November of this new year will mark the 20th anniversary of To Err Is Human, the first of two landmark Institute of Medicine reports castigating the nation’s hospitals and physicians for unnecessary lapses in safety and quality.
The initial book-length study estimated medical errors claimed 98,000 lives a year. The second, Crossing the Quality Chasm, laid out a detailed road map for providers to improve the quality of care.
After nearly two decades of concerted efforts, it’s time for the National Academies to judge whether quality and safety have improved and where new work is needed most.
Exhibit A on the need for a new report: a shocking study published last month in JAMA. It claimed Medicare’s hospital readmissions reduction program caused a statistically significant increase in mortality among patients with heart failure and pneumonia—two of the three conditions initially covered by the program.
The authors suggested that CMS penalties for excessive 30-day readmissions had led hospitals to stint on post-discharge care. They went so far as to claim in a New York Times op-ed that the program may have cost 10,000 seniors their lives, a conclusion that’s diametrically opposite of a recent Medicare Payment Advisory Commission report. An accompanying editorial called on Congress and the CMS to immediately revise the program.
The readmissions program isn’t the only quality-and-safety incentive program to come under fire in recent years. Rewards and penalties based on quality measures have been under attack for their excess focus on processes, not outcomes. Penalties for hospital-acquired infections have been lambasted for undermining the finances of safety-net facilities with poorer, sicker clientele.
Yet if one steps back from the Sturm und Drang over individual programs, there’s evidence to suggest hospitals have made substantial progress in the post-Quality Chasm era. Although the decline has stalled in recent years, overall hospital mortality fell 27% between 2000 and 2015. Among the Medicare-eligible population, it fell 33%, according to data from the Agency for Healthcare Research and Quality.
The Centers for Disease Control and Prevention recently analyzed progress on preventing hospital-acquired infections over the past decade. It found large reductions in central line-associated blood stream infections, catheter-associated urinary tract infections and surgical site infections.

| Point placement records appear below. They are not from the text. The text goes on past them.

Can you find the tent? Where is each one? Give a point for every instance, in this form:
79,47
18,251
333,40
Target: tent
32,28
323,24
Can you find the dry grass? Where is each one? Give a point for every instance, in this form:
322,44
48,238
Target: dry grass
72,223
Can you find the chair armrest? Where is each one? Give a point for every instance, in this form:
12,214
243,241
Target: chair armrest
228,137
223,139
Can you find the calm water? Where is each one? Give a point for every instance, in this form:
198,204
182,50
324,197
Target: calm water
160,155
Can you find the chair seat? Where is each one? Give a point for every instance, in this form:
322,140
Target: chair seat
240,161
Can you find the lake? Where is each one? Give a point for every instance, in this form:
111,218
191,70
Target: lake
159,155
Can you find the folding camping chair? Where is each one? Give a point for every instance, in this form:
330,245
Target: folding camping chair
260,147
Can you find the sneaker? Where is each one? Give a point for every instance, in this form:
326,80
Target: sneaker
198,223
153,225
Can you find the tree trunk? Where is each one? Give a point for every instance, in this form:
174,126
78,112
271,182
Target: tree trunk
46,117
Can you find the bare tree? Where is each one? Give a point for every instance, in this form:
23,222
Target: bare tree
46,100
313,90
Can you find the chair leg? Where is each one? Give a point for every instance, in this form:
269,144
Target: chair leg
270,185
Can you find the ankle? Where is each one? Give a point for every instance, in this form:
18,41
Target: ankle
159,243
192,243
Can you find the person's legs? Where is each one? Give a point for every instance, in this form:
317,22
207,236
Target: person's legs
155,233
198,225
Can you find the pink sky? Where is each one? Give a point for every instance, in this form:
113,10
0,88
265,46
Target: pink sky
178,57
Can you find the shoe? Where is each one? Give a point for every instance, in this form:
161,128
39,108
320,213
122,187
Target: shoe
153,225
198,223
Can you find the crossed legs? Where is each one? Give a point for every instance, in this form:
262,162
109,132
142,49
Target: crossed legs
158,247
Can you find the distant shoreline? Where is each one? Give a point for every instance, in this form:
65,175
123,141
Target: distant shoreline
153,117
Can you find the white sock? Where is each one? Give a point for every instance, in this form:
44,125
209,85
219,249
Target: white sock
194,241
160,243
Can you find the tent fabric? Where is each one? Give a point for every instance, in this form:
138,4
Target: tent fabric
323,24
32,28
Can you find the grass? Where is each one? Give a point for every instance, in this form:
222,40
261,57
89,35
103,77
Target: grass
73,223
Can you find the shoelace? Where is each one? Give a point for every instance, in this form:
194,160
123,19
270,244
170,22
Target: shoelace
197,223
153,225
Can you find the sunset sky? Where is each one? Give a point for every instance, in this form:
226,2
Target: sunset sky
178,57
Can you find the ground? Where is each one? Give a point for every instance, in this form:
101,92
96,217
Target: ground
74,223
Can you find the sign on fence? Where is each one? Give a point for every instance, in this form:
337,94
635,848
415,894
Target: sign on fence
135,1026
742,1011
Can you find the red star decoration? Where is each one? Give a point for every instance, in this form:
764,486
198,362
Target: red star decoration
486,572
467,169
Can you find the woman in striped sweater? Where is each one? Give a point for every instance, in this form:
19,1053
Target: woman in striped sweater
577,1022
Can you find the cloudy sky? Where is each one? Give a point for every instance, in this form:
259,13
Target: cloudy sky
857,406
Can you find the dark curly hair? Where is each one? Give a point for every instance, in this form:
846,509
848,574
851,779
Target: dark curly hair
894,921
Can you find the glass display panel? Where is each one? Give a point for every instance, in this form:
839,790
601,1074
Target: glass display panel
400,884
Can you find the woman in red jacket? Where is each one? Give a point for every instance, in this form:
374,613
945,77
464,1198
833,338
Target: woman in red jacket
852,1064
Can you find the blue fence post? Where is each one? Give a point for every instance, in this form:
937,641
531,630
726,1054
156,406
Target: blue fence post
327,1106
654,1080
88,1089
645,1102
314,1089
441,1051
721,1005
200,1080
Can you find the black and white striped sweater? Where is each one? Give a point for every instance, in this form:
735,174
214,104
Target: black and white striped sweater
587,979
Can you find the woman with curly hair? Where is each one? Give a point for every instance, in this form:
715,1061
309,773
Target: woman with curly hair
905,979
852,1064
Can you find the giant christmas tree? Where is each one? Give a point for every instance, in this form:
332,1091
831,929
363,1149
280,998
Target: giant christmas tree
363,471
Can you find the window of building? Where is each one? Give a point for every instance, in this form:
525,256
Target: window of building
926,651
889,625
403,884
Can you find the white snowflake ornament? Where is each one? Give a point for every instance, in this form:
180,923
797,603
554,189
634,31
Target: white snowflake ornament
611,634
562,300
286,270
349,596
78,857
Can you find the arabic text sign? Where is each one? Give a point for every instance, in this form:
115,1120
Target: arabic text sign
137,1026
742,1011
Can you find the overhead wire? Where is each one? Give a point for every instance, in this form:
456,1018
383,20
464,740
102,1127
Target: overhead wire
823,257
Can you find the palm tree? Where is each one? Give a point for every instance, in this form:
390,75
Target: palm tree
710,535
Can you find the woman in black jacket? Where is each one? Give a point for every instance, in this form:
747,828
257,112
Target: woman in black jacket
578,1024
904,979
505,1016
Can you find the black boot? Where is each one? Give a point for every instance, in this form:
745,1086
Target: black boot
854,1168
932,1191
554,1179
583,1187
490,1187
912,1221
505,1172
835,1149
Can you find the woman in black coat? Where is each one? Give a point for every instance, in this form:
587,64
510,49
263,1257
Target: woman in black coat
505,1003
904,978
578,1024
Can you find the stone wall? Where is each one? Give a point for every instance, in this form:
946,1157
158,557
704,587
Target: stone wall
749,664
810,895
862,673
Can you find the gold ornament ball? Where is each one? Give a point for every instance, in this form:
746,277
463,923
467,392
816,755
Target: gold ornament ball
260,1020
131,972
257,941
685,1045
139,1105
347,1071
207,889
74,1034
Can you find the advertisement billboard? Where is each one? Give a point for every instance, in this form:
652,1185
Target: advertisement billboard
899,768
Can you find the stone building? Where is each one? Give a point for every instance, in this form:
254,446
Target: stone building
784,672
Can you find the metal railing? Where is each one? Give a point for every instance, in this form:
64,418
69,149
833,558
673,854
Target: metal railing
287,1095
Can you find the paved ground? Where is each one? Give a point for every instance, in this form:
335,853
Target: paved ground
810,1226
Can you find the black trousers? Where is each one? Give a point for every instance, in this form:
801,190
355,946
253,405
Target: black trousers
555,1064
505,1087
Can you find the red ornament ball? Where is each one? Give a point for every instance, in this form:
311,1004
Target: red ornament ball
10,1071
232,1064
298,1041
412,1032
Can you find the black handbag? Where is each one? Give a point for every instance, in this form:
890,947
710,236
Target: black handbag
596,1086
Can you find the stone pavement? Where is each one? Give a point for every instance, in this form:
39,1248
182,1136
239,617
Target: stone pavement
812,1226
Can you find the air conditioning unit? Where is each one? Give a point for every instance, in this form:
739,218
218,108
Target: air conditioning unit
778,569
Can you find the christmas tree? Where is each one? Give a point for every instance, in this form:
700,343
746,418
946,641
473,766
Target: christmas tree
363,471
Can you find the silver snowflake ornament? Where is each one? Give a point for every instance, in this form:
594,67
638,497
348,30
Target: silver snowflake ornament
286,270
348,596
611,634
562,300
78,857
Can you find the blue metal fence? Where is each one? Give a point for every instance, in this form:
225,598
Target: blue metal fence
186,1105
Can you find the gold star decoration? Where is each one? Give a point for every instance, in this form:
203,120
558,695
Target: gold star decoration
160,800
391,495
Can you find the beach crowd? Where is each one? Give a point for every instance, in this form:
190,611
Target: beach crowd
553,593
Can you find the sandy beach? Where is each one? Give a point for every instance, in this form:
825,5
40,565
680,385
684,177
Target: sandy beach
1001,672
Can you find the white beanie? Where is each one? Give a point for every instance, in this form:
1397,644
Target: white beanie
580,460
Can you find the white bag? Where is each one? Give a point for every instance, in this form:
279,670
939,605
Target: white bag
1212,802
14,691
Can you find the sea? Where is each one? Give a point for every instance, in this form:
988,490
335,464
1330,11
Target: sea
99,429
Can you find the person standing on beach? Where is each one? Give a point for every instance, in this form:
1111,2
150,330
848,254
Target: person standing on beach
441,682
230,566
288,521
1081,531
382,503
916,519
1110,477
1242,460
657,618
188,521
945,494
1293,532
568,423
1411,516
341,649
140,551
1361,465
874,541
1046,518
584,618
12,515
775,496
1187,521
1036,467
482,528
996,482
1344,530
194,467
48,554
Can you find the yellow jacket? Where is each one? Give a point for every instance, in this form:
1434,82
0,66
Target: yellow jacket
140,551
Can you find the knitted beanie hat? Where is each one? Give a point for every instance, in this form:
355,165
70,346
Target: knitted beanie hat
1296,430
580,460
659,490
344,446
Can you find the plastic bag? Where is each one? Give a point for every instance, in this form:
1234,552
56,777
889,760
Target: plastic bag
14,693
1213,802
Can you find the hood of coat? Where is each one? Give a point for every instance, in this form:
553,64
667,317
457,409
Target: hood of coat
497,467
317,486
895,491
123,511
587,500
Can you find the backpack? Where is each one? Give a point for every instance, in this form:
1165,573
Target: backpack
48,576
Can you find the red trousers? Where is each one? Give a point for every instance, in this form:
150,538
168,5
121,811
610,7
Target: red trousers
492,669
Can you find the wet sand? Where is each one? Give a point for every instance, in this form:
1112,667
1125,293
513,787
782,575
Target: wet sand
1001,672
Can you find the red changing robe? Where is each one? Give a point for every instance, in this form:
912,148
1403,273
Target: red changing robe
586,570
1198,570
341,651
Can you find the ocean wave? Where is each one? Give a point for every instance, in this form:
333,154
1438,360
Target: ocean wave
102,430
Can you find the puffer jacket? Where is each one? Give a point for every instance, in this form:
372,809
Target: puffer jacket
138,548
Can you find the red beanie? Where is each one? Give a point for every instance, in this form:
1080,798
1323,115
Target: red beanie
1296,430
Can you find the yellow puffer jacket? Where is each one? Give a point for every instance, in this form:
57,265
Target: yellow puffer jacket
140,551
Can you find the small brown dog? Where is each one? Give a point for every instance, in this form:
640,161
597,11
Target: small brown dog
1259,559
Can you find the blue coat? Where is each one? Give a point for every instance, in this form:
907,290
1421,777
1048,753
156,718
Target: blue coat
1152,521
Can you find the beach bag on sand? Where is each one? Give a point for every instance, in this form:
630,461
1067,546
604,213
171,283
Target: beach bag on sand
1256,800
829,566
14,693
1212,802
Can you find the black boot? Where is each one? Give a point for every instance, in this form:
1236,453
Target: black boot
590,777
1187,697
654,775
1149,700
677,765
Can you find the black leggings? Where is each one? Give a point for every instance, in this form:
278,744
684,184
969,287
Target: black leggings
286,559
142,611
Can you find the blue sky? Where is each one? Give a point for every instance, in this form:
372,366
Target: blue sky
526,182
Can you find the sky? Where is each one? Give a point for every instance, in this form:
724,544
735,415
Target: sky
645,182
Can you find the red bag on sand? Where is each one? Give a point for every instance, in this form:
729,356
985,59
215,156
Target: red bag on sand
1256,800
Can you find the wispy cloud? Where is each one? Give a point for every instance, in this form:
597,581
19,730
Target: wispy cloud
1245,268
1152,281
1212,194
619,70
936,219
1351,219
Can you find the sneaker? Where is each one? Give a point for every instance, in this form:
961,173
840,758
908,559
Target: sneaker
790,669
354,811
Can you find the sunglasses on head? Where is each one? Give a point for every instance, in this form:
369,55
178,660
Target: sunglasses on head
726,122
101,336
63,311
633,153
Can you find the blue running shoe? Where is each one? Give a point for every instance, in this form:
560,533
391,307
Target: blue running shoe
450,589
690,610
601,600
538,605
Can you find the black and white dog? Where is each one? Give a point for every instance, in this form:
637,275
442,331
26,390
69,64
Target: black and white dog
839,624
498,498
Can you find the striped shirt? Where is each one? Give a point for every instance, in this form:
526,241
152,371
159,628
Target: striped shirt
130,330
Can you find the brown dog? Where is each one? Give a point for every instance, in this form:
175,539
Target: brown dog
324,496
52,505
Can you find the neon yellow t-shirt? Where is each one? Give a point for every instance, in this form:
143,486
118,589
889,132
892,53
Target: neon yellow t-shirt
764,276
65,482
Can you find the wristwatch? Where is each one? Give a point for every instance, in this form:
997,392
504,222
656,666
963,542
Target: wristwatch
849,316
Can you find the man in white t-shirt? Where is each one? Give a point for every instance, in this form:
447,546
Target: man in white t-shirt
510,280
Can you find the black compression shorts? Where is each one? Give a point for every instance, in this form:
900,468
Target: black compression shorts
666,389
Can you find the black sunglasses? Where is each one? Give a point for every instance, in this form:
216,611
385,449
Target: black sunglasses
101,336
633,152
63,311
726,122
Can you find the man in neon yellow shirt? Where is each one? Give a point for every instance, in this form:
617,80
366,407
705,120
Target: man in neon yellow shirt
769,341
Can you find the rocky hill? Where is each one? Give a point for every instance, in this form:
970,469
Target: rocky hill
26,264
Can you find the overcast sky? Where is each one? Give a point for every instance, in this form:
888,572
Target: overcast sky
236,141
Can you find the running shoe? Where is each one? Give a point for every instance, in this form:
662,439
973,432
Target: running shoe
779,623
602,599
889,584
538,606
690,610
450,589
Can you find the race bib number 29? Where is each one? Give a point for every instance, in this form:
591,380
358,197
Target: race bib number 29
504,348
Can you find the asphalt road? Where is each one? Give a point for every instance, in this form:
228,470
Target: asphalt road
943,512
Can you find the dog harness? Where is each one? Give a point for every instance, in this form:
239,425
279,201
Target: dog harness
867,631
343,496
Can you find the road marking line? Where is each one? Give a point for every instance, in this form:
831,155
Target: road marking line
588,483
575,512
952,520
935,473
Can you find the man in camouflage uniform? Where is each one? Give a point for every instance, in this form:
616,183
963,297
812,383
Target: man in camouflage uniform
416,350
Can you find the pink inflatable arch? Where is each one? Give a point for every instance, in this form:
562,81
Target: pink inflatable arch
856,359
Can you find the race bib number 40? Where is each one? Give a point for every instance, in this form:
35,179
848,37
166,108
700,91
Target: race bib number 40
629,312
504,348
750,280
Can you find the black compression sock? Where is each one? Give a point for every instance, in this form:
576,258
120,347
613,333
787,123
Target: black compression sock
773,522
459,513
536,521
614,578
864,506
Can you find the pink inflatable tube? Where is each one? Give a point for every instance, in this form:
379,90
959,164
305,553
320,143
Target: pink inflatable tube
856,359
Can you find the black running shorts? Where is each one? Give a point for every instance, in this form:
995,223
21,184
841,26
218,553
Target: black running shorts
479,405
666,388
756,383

The battle isn’t over, of course. One in 31 hospital patients still gets at least one healthcare-associated infection. “There is much more work to be done,” the CDC concluded. That’s why a wide-ranging, objective analysis of where things now stand, what works and what doesn’t is in order. Post hoc analyses like the JAMA study, which identified an association between a single penalty and negative outcomes, may be missing underlying trends driving the data. As statisticians like to say, correlation is not causation.
For instance, between the pre- and post-penalty periods, there was a sharp decline in overall hospital admissions for heart failure, heart attacks and pneumonia. There were also marked changes in the co-morbidities of the admitted patients. The number of hospitalized patients with dementia was cut in half in the post-penalty period.
Moreover, the number with respiratory difficulties nearly doubled and those with kidney failure increased by 50% to 1 in 5 admissions. While the authors adjusted their data for disease severity and hospice use, even they recognized that the nation’s changing attitudes and directives on end-of-life care may have influenced who gets admitted or readmitted to the hospital and, therefore, the outcomes.
That’s why we need a study that looks at quality-and-safety progress as a whole and brings that context to its analysis of individual programs.
One final thought on how to structure such a review. Both the editorialist and the corresponding author of the JAMA study worked as consultants for companies that make drugs and devices to treat the studied conditions. The new evaluators must be completely free of conflicts of interest.